Kenyan volleyball player

Veronica Adhiambo Oluoch (born 5 June 1999) is a Kenyan volleyball player who plays on the Kenyan team including at the 2024 Olympics.

==Life==
Oluoch was born in 1999.

She attended Kamrembo Siwandhe Primary School in Siaya County where she discovered her talent for sport and it is where she decided to ignore football so that she could specialise in volleyball.

She joined the Directorate of Criminal Investigation team and she was offered a job as a police officer but she preferred to play volleyball. The COVID-19 pandemic created a pause in her career but she kept herself fit. She only played one match in 2020, but she was spotted there. Oluoch played for the leading Kenyan team of Kenya Prisons from October 2021 for a year.

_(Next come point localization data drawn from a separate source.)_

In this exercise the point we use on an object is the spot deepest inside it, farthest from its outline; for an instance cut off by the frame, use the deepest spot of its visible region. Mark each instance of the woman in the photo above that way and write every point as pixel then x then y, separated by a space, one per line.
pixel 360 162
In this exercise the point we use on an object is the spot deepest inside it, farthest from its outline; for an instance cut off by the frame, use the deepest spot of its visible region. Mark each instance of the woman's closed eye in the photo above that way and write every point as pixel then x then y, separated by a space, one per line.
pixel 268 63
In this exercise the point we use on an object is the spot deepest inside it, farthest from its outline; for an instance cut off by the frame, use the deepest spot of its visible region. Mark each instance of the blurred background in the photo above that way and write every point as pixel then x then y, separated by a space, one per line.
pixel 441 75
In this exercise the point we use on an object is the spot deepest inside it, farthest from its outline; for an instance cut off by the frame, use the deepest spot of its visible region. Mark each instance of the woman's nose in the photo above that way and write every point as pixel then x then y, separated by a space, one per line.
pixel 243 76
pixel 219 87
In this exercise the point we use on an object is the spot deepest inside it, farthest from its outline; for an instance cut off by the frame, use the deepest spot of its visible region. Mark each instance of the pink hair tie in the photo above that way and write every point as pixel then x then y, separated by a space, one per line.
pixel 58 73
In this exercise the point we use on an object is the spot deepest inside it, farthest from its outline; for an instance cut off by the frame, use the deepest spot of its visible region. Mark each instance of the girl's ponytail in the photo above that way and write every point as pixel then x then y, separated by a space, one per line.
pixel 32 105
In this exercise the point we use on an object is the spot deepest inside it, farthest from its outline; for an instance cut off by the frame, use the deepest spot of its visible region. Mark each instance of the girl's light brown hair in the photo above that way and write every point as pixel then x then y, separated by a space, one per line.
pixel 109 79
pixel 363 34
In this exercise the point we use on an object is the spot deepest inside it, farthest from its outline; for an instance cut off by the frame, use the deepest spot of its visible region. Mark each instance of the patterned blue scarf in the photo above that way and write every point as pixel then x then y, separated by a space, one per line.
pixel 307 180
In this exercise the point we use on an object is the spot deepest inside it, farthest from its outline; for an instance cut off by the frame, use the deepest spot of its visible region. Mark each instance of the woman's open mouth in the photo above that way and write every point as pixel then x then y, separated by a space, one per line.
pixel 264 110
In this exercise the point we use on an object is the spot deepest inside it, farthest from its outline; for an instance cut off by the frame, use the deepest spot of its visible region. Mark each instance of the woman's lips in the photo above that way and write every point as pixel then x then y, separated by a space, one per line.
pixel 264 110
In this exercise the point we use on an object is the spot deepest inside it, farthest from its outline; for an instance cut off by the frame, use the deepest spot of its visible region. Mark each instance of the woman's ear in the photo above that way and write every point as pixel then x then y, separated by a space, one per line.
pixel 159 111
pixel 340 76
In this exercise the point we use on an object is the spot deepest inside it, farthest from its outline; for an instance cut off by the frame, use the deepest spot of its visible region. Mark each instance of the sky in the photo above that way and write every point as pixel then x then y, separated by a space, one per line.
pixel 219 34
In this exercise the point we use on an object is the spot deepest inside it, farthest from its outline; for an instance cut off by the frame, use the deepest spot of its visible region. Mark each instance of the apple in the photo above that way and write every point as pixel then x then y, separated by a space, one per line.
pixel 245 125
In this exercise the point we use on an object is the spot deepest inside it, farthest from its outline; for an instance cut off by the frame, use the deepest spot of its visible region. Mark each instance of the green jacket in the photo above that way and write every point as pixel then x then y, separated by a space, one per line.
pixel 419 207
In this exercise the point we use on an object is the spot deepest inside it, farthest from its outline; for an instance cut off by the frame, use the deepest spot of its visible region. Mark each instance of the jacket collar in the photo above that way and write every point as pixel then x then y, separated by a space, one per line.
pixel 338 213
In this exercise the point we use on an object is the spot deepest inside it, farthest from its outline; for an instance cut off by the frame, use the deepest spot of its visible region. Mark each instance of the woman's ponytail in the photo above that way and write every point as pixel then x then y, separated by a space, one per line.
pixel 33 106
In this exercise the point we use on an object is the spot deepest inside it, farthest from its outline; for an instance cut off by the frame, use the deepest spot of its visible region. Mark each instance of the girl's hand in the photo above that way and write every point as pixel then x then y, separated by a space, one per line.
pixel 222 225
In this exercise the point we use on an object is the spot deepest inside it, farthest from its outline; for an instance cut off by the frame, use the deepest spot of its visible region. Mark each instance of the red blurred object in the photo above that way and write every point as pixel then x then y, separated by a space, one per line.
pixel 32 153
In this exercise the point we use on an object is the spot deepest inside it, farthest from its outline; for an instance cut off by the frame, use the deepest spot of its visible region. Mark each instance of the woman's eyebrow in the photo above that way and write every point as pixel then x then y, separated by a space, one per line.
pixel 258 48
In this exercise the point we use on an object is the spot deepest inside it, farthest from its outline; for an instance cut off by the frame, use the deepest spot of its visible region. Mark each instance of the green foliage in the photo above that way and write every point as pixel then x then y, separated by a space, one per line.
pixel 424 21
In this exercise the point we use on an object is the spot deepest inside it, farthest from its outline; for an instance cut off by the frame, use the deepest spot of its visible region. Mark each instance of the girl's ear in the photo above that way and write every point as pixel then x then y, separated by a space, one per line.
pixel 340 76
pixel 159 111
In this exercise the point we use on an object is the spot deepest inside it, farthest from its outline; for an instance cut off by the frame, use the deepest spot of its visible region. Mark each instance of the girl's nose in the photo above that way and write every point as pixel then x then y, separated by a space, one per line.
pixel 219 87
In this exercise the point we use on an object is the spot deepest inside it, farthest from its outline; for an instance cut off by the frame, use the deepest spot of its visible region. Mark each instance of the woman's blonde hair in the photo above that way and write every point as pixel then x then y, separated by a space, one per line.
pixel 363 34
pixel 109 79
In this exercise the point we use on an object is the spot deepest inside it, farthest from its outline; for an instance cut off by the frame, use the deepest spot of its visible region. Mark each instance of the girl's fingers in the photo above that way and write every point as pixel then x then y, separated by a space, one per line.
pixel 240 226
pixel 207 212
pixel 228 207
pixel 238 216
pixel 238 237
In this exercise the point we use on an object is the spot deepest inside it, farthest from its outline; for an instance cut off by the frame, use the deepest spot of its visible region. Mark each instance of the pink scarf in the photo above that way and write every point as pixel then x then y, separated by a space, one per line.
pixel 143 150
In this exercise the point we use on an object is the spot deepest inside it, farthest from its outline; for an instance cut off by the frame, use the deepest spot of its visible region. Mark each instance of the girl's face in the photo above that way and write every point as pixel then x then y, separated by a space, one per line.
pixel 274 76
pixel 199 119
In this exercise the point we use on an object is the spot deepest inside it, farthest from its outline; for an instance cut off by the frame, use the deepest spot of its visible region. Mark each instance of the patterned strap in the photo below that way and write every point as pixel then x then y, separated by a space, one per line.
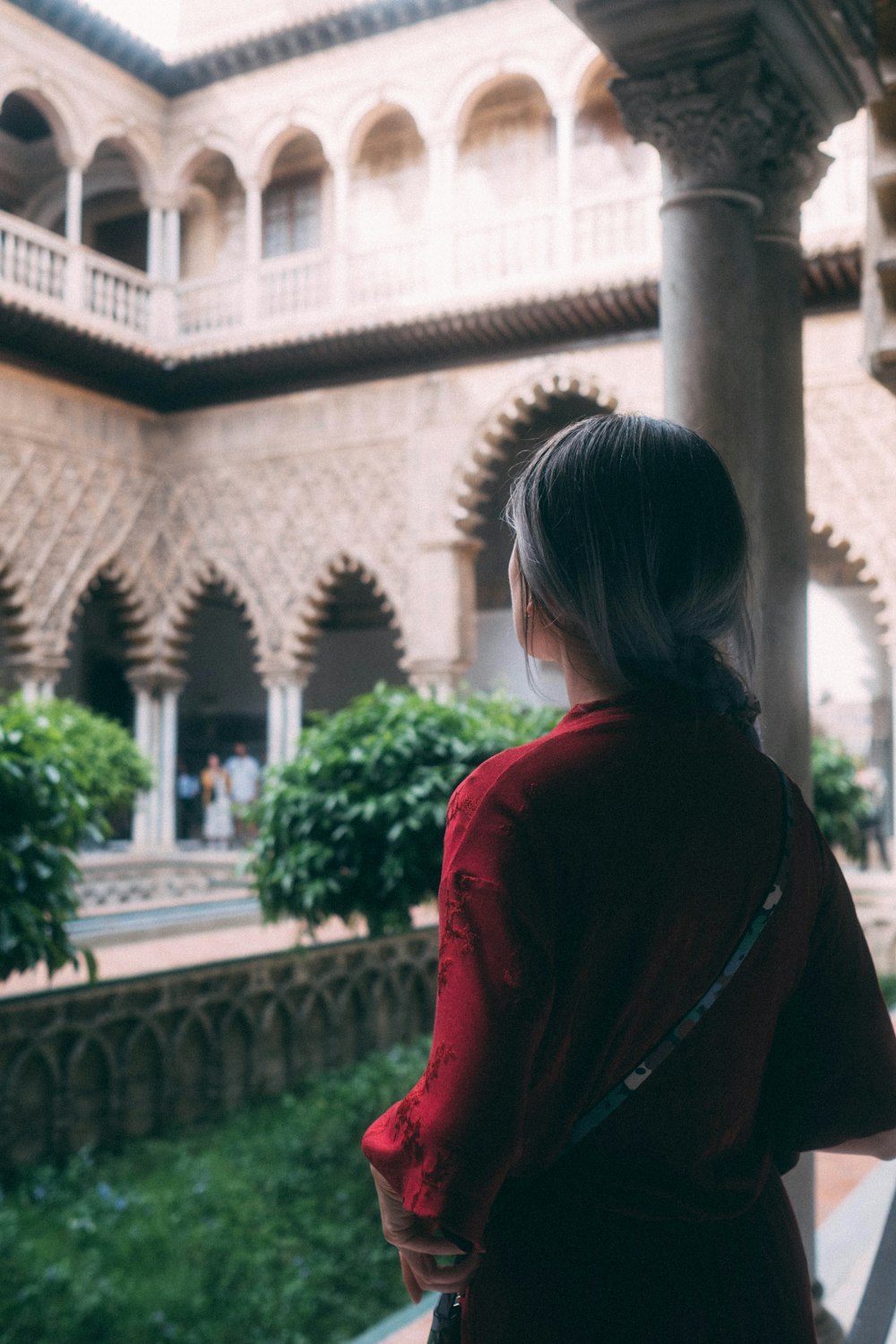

In March 2022 she was paired with Naomi Too for the Commonwealth Games qualifiers in Accra, Ghana. They took the bronze medal but missed out on a place at the games. In 2022 she was also at the Kenya Women's World Championship 2022. In October of that year she was signed up by the Turkish team Tarsus Belediyesi. She had a challenge on the team as not many of the team spoke English. She managed by using her phone to translate phrases in to Turkish or by using the services of the one player who could speak both Turkish and English. She had to use these methods to talk to the team's coach. She found out that in Turkey the teams always played indoors where as in Kenya they would practice outside because of financial constraints.

She was chosen to be on Kenya's volleyball team for the 2024 Summer Olympics in Paris. The team was in pool B and they played three matches in Paris. They played against Brazil, Poland and Japan and they lost all three matches with a score of 3–0.

She was with the national team in Phuket in Thailand in 2025. In an early match against Vietnam, she was the highest scorer in their winning match.